At some point in the process the code has to be able to send a single char out the serial port, and that can be either an OS function call, a mapped I/O register that the OS allows access to, or (in the case of arduino) the I/O register itself.
Beyond that, I don’t see how “Hello World” takes up even 16KB.
Heh, or why Balena Etcher is 450 megs… To write images to SD cards. Think of the electricity that this sort of bloat and it’s overhead must be responsible for.
No doubt they wanted to write it in JavaScript, so had to include an entire embedded browser.
It’s a bloated Electron app.
For Windows development, I normally use Winforms or WPF. A year or so back, not wanting to be a luddite, I tentatively essayed my first WinUI3 project. However, I didn’t want to distribute it via the Microsoft Store, so generated a local build.
A simple Hello World level program resulted in dozens of files (IIRC) with a combined size of (again, IIRC…) north of 130MB.
I have gone back to WPF/WinForms.
To be fair they didn’t exactly hide the fact it’s bloated. You might have had a point if they called it the Tardigrade Etcher.
Video on a piece of code which could be explained by simply showing source is like that 450 MB etcher written in Electron.
There’s no code at that project, or I’m blind
As an optician, you’re not blind.
There’s a Github link in the project that points to the code.

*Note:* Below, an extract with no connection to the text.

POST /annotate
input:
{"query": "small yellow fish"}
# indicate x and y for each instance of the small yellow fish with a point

https://github.com/ToolChainGang/AtmegaLib
The project has a GitHub link for the code.
I have a similar thing here,
https://github.com/T3sl4co1l/Reverb/blob/master/console.c
This project is among my “do it yourself and understand why before using libraries” sorts of projects, so it makes some peculiar choices at times, I’m sure; this version is also rather old (not that the core console / command / bufserial trio has changed much over the years). Anyway, these basically implement a primitive interactive shell over serial (the relevant parts of bufserial.c and .h can be changed for most any platform), which I use for bespoke “printf debugging” and basic dev testing (e.g. direct port read/write, SPI and I2C drivers for testing external peripherals, etc.).
I half expected an asm call, seems like the easy way to do it.

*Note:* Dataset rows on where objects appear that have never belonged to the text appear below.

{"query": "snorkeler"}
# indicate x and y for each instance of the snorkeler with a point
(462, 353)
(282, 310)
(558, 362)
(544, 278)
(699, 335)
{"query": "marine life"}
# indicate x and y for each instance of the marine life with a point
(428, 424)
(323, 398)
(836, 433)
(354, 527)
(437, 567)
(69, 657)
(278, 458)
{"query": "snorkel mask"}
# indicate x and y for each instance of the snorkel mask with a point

I’m kind of surprised that GCC doesn’t have a built-in function for syscall instruction.
Obligatory older non-video link:
https://www.muppetlabs.com/~breadbox/software/tiny/teensy.html
It is always a trade off between quick and dirty vs highly optimized code. We have an embarrassment of riches in terms of memory and processing power today. Is it better to use a bunch of RAM or programming time? If the code runs fast and terminates, like a utility, its probably not worth it to optimize (like etcher). If it runs continuously like a spreadsheet, a browser, or a database it makes more sense to tune it more. It would be nice if it were easier to rip out just the functions you need from a library rather than imcluding the entire bundle.
Last time I checked(in gcc-avr, not x86) that exactly what happens during linking stage of executable building, removing all unused functions from libraries, and your own code. It’s called garbage collection if I’m not mistaken.
Removing unused functions is form of link-time optimization, or LTO.
The advantage of an MCU is there is no OS if you code bare metal. Prior to the main function it just needs to set up the C runtime environment by initializing variables. And there is nothing to return to after main.
Is there nothing akin to a COM file and some basic interrupts? To get this down to double digit bytes?
not anymore, a.out format was deprecated
time for another muppetlabs link lol
https://www.muppetlabs.com/~breadbox/txt/mopb.html
Is it still linking against crt1 or something?
Copy and paste the glibc or musl fprintf function
Calls to uncertified dependencies now a serious issue?
Not to far from the recent article of the person who wrote his “hello world” as a boot loader. No longer “shackled” by that pesky OS… ;).